That’s not to dismiss these issues or the emotions they evoke; this page has weighed in on several of them. Cultural debates help us define who we are and how to treat each other. Tax rates and softwood lumber aren’t the only subjects worthy of weighty discussion.

But even if talking about statues is valuable in theory, and a kind of luxury, it can produce an intellectual rut. Debates such as these are as nebulous as they are intense and drive people into camps, where they talk past each other and preen for their own side. Resolution isn’t the point. That gives the arguments a depressing circularity.
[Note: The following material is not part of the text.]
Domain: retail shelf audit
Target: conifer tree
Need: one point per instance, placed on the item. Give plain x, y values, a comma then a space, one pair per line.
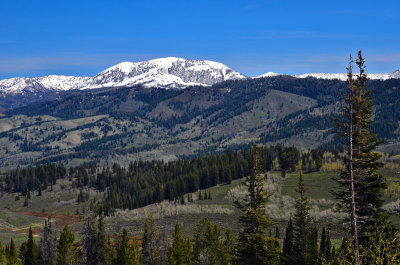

Plus, even if Canadians have it good in the grand scheme of things, the country faces real challenges that can’t be settled by tweet or protest. The opioid crisis continues to claim thousands of lives a year. Our Indigenous people remain unconscionably poor. An aging population is driving up health costs.

In a new book titled Identity: The Demand for Dignity and the Politics of Resentment, the political scientist Francis Fukuyama suggests the West has entered a period dominated by identity politics of both the left and right, fueled by a deep-seated human need for recognition of our inner selves that wealth and liberal democracy can’t satisfy.

If Mr. Fukuyama is correct, let’s hope Canada is resistant. There’s a place for arguing about what to do with bronze likenesses of our first prime minister. But it should never lie at the heart of our national character. Even a country as lucky as ours has bigger things to worry about.